Od sekretnego ziela Indian po narodowy napój milionów ludzi. Kto spopularyzował yerba mate?
Jeżeli interesuje Was historia yerba mate, z pewnością wiecie, że odkrywcami jej właściwości była rdzenna ludność Paragwaju z plemienia Guarani. Trudniej jednak znaleźć informacje o tym, jak z cenionej lokalnie “cudownej rośliny” urosła ona do rangi symbolu i nieodłącznego elementu codzienności milionów mieszkańców Ameryki Południowej. W ogromnym stopniu przyczynili się do tego… jezuiccy misjonarze!
Redukcje jezuickie.
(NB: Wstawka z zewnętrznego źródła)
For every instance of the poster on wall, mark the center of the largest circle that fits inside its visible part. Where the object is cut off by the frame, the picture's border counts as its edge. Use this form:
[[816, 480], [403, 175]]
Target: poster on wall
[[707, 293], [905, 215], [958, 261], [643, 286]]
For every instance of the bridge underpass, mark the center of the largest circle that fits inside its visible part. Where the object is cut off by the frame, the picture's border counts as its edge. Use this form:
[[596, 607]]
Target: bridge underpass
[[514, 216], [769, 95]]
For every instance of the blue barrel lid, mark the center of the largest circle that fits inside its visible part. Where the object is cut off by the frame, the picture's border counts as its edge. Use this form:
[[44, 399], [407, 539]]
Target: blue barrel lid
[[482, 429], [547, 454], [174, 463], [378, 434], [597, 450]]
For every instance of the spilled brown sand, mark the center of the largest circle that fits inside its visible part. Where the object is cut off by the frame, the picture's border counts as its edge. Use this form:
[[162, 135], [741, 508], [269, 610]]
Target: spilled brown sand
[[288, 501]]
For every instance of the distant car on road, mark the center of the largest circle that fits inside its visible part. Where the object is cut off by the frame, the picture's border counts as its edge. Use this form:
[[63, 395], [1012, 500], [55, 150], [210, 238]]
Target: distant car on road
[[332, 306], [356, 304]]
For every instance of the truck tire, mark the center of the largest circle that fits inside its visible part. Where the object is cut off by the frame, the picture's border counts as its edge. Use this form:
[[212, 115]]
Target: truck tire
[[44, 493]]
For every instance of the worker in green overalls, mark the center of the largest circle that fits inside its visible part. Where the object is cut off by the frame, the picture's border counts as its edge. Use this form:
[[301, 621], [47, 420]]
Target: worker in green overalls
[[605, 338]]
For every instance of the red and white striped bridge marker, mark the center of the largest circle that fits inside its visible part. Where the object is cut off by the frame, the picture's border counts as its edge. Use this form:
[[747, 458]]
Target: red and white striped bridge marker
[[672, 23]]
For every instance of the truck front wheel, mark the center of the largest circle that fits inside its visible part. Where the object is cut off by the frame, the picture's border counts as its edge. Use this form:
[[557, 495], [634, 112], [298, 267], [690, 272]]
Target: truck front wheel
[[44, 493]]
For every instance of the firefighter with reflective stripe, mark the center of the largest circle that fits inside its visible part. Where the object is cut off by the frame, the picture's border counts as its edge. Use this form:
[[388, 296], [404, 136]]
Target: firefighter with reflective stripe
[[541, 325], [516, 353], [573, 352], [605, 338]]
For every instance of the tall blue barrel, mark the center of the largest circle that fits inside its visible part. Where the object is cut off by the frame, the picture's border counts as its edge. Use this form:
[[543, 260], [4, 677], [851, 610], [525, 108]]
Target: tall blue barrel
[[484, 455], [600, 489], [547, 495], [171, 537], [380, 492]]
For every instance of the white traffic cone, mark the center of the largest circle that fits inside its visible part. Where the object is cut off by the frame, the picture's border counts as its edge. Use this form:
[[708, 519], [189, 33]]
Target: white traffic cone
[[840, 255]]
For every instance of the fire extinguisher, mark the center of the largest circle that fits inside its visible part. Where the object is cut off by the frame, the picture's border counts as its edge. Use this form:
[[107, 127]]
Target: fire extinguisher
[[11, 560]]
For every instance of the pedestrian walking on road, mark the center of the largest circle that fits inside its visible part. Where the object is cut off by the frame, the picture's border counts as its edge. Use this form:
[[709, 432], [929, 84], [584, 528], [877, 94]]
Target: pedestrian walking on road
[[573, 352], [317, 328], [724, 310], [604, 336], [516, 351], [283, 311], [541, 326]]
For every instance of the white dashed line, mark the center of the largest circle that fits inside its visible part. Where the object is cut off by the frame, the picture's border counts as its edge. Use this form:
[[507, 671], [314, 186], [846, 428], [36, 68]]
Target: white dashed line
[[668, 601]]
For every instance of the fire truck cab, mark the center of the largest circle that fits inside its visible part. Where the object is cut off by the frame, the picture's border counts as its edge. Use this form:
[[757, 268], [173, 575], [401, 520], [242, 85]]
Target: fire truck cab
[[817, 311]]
Utopia, która istniała naprawdę!
Naturalnym obszarem występowania ostrokrzewu paragwajskiego są terytoria współczesnych brazylijskich stanów Rio Grande, Santa Catalina i Parana, argentyńskiej prowincji Misiones oraz wschodniej części dzisiejszego Paragwaju. Po przybyciu Europejczyków, historia tych ziem potoczyły się nieco inaczej niż w przypadku innych kolonii. Nie były rządzone twardą ręką jak choćby ówczesny Meksyk i Peru, a szczególnie wpływową grupą stali się nie konkwistadorzy, lecz jezuiccy misjonarze. To właśnie z ich inicjatywy powstały tzw. redukcje, samowystarczalne indiańskie społeczności zorganizowane wedle idei równości, współpracy i szeroko pojętej sprawiedliwości społecznej. Pokojowe nastawienie zakonników sprawiło, że szybko zaskarbili sobie oni zaufanie Indian. Ci zaś wtajemniczyli ich w swój największy sekret; mityczną roślinę, której listki pozwalały im uśmierzyć głód, poprawić koncentrację i dodać niezbędnej energii. Mowa oczywiście o yerba mate.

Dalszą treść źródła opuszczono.